Neil took me into his arms and pulled me close.

“What am I going to do?” I bleated into the lapel of his wool trench coat. “She’s my best friend. She’s my only friend.”

At this point in the conversation, I would have expected anyone else to say something like, “I’m your friend,” or “you’re a nice person, you’ll make more friends,” words to insulate themselves from my discomfort. Any other romantic partner might have taken my grief as an indication that I would have rather chosen my friend’s side. All Neil said was, “I know,” and that was all I needed.

We went into the kitchen and I kicked off my shoes and dropped my coat on the table. I wasn’t usually messy while Sue was still on duty, but I was exhausted and beaten down. I headed to the bedroom, shedding my clothes on the way to the master bath, where I pulled my hair into a ponytail and scrubbed my face clean of makeup and tear tracks. When I emerged in my baby blue yoga pants and an oversized sweatshirt, I found Neil on the edge of the bed, unbuttoning his sleeves. His jacket was tossed across the duvet His tie dangled around his neck. He looked up and offered me an encouraging grimace. “Why don’t you take a bath? That always makes you feel better.”

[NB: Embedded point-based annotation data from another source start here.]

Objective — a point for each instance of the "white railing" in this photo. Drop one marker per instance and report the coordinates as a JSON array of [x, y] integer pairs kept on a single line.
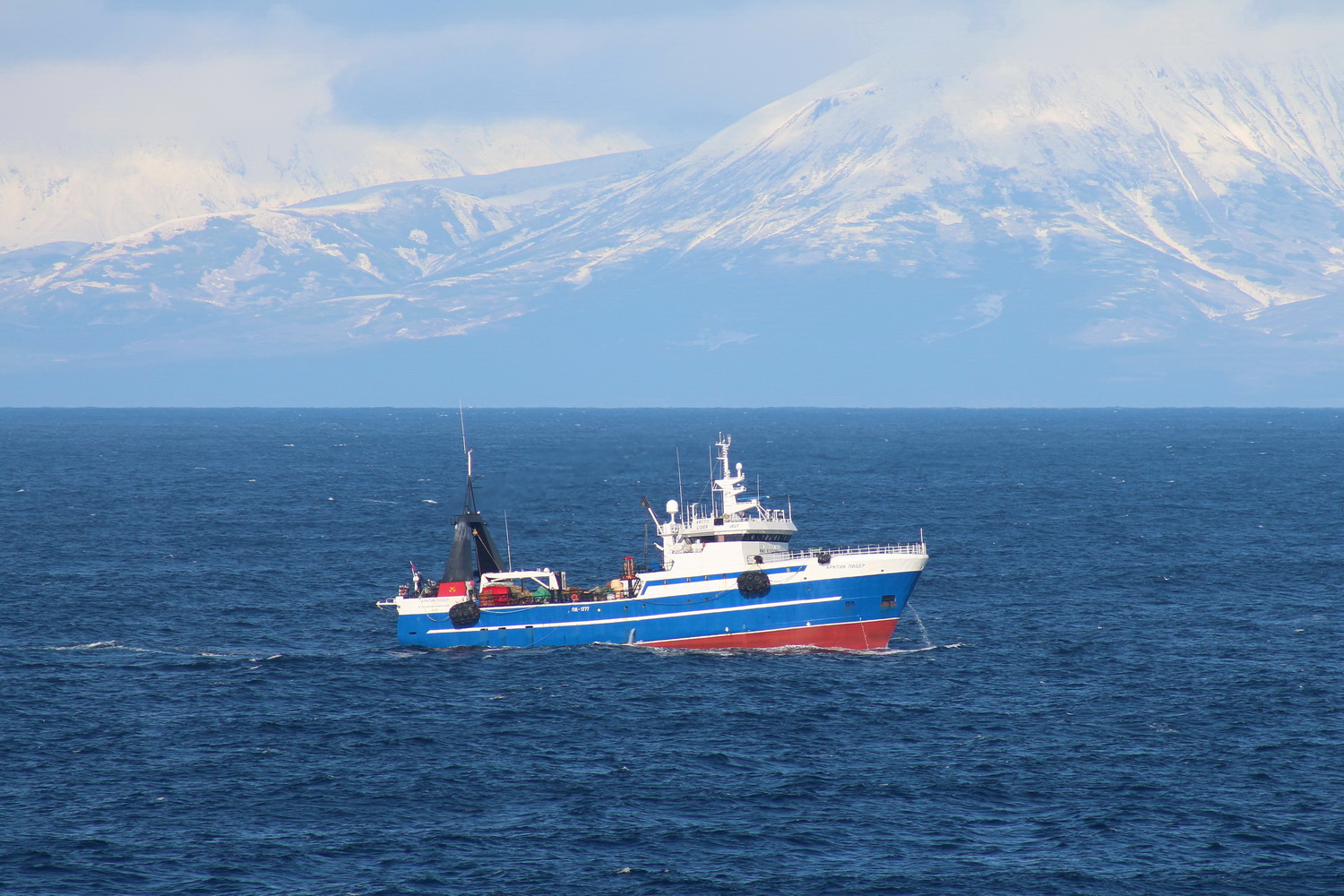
[[916, 547]]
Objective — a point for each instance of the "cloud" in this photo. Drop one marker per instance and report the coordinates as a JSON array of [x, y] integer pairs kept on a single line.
[[169, 107]]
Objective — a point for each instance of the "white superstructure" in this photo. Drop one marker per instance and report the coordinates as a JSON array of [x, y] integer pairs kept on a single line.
[[728, 533]]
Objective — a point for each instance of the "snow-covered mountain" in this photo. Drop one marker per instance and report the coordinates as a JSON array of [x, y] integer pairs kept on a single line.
[[126, 188], [1209, 193], [1118, 204]]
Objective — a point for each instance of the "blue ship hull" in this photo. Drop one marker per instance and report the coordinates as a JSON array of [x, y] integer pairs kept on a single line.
[[846, 611]]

“No, I don’t feel like it.” I sat on the end of the bed and listened to the rustle of his shirt as he undressed. It was a calming counterpoint to the turmoil in my brain.

There is a small, fractured piece of me that is always waiting for me to fuck everything up. The only area of my life I never doubted, for one moment, was my friendship with Holli. Was that why it had all shattered around me?